Remember Hedda Gabler?
The very confused and somewhat unbalanced heroine in Ibsen’s play of the same name?
You know, that racy play from 1890? The one that’s full of all sorts of juicy stuff for its time: scandal, early feminism, alcoholism, suicide, jealousy, sexism, infidelity, creativity.
What’s that you say?
You mean you don’t have it sitting in your stack of must-reads?
You weren’t planning a tete-a-tete with it tonight?
Well, that’s okay.
Because I spent some time thinking about Hedda while I was on blogging hiatus, so I can fill you in.
The scene I kept remembering was the one when she commits an act of supreme creative destruction. In her hands is the only copy of a manuscript written by a man she once loved, a man for whom she was once a muse. She’s enraged and jealous that another woman has taken her place. And sitting before the fire, she slowly draws out the pages of his book, and places them on the flames, saying:
I am burning…I am burning your child.
Pretty dramatic, right? But the weird thing is, I think I had a few of my own Hedda Gabler moments last year.
It all started well over a year ago.
I decided to get a jump on spring cleaning, setting out to sift through years of accumulated papers, books, and mementos. I needed to do this; I’d grown edgy and anxious (kind of like Hedda), and this stuff was dragging me down and messing with my momentum.
I needed that experience of destroying what no longer served me (inside and outside), in order to step into renewal and the space to create again.
The first layer of shedding was easy.
Old documents, tax returns, bills, invoices, receipts. The flotsam and jetsam of day-to-day-week-to-week-month-to-month-year-to-year life.
But the second layer of shedding, not so easy.

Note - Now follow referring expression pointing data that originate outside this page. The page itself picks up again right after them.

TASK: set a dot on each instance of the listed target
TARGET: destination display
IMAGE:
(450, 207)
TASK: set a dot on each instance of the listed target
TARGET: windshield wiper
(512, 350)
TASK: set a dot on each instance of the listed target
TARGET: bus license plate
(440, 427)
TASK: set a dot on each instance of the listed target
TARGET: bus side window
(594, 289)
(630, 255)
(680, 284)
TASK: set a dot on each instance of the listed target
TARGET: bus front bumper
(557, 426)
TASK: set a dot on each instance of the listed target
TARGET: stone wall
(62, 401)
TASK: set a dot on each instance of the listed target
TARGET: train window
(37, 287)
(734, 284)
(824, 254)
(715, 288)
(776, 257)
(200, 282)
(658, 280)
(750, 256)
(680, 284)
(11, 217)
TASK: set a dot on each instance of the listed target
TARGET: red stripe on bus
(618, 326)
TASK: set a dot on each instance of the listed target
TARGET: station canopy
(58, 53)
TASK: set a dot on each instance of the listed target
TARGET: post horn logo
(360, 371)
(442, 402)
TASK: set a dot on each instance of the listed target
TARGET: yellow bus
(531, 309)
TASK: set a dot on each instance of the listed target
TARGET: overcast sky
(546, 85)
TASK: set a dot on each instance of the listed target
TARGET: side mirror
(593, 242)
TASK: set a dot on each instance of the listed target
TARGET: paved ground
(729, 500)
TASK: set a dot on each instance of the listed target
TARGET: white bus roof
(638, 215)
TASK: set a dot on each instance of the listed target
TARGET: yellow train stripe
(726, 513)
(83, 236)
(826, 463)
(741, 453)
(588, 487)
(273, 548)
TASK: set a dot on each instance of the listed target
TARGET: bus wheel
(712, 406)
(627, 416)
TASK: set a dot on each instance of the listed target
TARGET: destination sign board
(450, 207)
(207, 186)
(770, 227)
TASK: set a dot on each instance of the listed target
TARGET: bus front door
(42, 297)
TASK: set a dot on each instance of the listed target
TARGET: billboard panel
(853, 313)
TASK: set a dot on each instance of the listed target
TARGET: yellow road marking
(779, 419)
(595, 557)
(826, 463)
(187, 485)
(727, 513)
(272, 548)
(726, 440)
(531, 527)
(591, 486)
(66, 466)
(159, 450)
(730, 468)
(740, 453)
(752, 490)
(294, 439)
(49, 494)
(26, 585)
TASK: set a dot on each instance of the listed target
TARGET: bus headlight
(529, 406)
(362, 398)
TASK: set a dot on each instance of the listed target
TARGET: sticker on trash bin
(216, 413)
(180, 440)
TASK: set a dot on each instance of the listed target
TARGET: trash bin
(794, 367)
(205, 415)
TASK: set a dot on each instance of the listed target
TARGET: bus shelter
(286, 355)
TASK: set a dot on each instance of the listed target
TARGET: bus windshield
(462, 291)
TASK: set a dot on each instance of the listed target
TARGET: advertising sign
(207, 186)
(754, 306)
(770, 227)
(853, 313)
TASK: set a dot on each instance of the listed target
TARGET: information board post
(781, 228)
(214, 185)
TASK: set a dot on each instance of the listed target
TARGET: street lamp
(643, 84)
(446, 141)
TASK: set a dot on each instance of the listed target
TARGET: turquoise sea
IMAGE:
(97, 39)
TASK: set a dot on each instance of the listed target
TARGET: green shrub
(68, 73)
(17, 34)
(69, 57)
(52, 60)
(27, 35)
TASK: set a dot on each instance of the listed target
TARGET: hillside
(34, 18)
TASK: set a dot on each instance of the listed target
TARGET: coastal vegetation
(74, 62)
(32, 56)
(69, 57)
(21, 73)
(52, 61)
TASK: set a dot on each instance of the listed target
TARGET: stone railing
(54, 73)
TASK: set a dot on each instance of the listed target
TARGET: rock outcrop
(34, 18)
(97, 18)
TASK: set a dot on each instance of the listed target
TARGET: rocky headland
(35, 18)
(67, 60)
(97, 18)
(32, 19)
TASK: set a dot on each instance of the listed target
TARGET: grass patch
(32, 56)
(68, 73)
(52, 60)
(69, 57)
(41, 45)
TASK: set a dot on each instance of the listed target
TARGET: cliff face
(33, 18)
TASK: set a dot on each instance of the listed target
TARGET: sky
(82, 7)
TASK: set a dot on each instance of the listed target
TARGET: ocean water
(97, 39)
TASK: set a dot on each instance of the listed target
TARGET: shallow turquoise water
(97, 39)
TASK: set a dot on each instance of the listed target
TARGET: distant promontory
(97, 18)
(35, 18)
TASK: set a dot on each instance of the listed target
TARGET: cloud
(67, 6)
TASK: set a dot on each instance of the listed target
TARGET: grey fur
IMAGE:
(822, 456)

Because it was here I discovered things I had wanted to create that never came to be: half-formed ideas captured in scribbled notes; half-finished projects stuck in the back of the closet. Little creative seeds that would not see the light of day.
Hard as it was, I followed Hedda’s lead and shoved them into the metaphorical fire (in this case a shredder and recycling bin).

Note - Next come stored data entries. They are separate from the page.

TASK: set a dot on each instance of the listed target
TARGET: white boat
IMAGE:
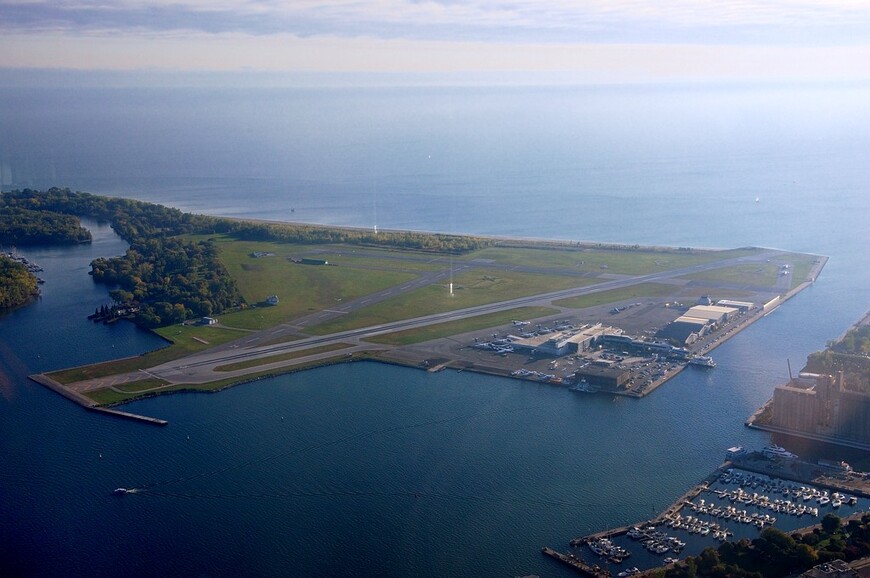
(775, 451)
(703, 361)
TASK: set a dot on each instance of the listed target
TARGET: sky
(601, 40)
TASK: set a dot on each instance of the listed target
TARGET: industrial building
(742, 306)
(696, 322)
(603, 376)
(563, 342)
(821, 405)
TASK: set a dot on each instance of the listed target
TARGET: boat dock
(673, 509)
(576, 563)
(90, 404)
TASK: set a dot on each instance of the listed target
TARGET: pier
(576, 563)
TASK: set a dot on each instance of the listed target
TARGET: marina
(728, 505)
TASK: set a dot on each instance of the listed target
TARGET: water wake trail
(341, 440)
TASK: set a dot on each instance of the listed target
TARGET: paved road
(200, 367)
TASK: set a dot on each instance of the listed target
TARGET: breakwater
(90, 404)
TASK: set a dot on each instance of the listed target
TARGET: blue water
(379, 470)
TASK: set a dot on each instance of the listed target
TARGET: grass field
(627, 262)
(471, 288)
(301, 289)
(184, 342)
(450, 328)
(756, 274)
(641, 291)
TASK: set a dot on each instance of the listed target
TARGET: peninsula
(243, 300)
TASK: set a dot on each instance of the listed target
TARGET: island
(241, 300)
(829, 399)
(18, 284)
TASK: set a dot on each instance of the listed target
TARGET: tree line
(851, 355)
(168, 278)
(17, 284)
(20, 226)
(163, 277)
(775, 553)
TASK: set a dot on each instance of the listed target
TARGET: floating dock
(576, 563)
(90, 404)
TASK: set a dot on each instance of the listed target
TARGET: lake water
(380, 470)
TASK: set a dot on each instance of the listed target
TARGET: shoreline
(417, 356)
(754, 463)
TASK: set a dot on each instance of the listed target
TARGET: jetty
(576, 563)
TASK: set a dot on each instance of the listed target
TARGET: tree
(831, 523)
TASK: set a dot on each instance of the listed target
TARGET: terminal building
(821, 405)
(697, 322)
(564, 342)
(605, 376)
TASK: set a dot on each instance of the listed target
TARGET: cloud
(552, 21)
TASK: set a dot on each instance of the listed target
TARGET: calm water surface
(379, 470)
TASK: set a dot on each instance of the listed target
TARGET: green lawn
(471, 288)
(183, 344)
(247, 364)
(584, 259)
(301, 289)
(754, 274)
(450, 328)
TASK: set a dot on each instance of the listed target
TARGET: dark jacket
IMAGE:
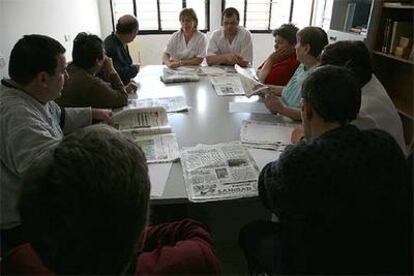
(120, 57)
(83, 89)
(344, 202)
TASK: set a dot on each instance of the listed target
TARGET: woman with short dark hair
(279, 67)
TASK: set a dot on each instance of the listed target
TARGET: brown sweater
(83, 89)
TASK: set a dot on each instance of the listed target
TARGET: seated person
(309, 45)
(231, 44)
(116, 47)
(377, 109)
(85, 89)
(279, 67)
(186, 46)
(343, 196)
(84, 208)
(32, 124)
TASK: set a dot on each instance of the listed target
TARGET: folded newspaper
(266, 135)
(171, 104)
(219, 172)
(148, 127)
(173, 76)
(250, 83)
(227, 85)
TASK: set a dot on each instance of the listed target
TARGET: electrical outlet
(67, 37)
(2, 60)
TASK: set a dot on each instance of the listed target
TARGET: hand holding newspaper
(250, 83)
(148, 127)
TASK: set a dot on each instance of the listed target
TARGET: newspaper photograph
(227, 85)
(157, 148)
(173, 76)
(266, 135)
(171, 104)
(218, 172)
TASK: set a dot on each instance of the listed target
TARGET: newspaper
(219, 172)
(266, 135)
(148, 127)
(173, 76)
(157, 148)
(227, 85)
(250, 82)
(171, 104)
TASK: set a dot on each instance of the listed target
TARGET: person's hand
(102, 115)
(108, 66)
(138, 66)
(232, 58)
(174, 64)
(280, 55)
(131, 87)
(297, 135)
(273, 103)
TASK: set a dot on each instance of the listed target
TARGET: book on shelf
(174, 76)
(149, 128)
(385, 48)
(399, 29)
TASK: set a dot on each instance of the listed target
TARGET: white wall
(150, 47)
(55, 18)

I didn’t really flinch until I got to the third layer though.
Here was a play pen full of my creative babies: workshops, seminars, syllabi, handouts, articles, classes, activities. All completed. Facilitated. Written. Taught. Worked through. You could even say they were successes.

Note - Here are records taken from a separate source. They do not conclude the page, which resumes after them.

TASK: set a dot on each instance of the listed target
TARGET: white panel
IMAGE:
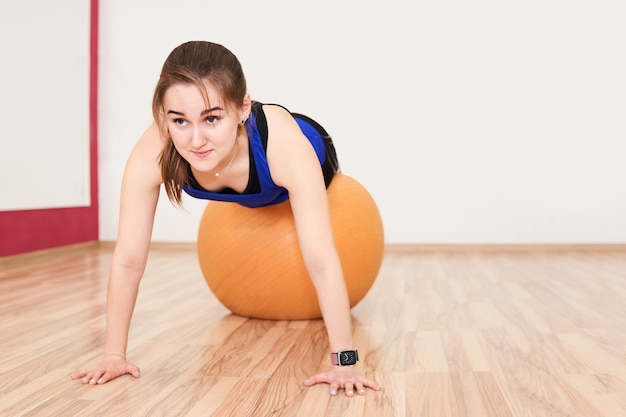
(44, 110)
(469, 122)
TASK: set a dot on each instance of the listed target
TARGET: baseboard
(503, 247)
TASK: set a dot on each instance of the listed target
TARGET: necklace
(217, 174)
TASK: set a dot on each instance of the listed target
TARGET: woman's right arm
(138, 200)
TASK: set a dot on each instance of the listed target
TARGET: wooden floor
(446, 334)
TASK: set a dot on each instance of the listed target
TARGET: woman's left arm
(294, 166)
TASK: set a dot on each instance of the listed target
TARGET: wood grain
(471, 331)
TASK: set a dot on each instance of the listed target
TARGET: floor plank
(459, 333)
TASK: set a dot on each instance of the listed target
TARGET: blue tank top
(269, 193)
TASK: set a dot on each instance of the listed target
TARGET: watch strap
(335, 357)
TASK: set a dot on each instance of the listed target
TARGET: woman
(210, 140)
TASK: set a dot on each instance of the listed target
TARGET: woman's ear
(246, 107)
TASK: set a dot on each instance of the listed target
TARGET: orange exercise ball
(251, 259)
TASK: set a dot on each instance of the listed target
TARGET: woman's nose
(198, 138)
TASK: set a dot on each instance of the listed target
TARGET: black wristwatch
(345, 358)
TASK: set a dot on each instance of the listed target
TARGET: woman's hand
(346, 378)
(110, 368)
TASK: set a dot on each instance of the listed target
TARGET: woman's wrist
(117, 355)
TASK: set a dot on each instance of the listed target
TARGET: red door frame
(29, 230)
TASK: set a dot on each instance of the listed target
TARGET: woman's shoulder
(145, 156)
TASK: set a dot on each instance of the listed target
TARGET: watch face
(348, 357)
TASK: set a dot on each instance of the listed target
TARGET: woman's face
(205, 137)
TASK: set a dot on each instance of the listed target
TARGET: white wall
(469, 122)
(44, 105)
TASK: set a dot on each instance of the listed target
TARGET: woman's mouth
(201, 154)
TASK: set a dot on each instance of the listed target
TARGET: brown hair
(193, 63)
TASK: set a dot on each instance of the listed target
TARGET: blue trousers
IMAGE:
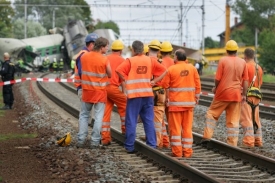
(143, 106)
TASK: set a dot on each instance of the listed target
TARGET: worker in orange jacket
(183, 87)
(137, 72)
(252, 137)
(231, 73)
(94, 78)
(114, 94)
(159, 100)
(166, 51)
(89, 41)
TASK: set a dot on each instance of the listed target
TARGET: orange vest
(184, 85)
(94, 75)
(138, 81)
(115, 61)
(77, 80)
(167, 62)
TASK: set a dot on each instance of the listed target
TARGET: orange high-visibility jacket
(167, 62)
(94, 75)
(77, 80)
(184, 85)
(138, 81)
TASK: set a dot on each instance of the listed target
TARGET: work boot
(203, 142)
(245, 146)
(143, 138)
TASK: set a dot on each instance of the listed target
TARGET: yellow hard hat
(145, 48)
(231, 45)
(154, 44)
(117, 45)
(65, 141)
(166, 46)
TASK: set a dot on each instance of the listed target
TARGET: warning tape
(36, 79)
(72, 80)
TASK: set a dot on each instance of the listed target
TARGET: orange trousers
(249, 138)
(114, 96)
(180, 130)
(233, 112)
(160, 127)
(165, 135)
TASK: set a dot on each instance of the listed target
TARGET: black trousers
(8, 95)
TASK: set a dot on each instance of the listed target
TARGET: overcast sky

But they had to go into that fire.
There was a moment in all of this stripping away and destroying when time stopped, when I felt like I was in a dream. I don’t exactly know what it was. Let’s just say I had a felt sense, fleeting though it was.
In that moment I knew that we’re not here to merely destroy what no longer serves us, but our creations as well.
Some really good ones, in fact. Successes and achievements. Our creative children. Just like Hedda says.
And maybe this is the deepest and most profound kind of creative destruction.
No wonder we get angry and excited and sad and elated and lonely (like Hedda) when we’re in the throes of it. Because in order to create anew, we must kill off some cherished parts of ourselves.
Now, I know that you know I’m not championing Hedda’s final descent into suicide. But the symbolic meaning – yes – it’s really quite stunning. Another example of how art really does imitate life.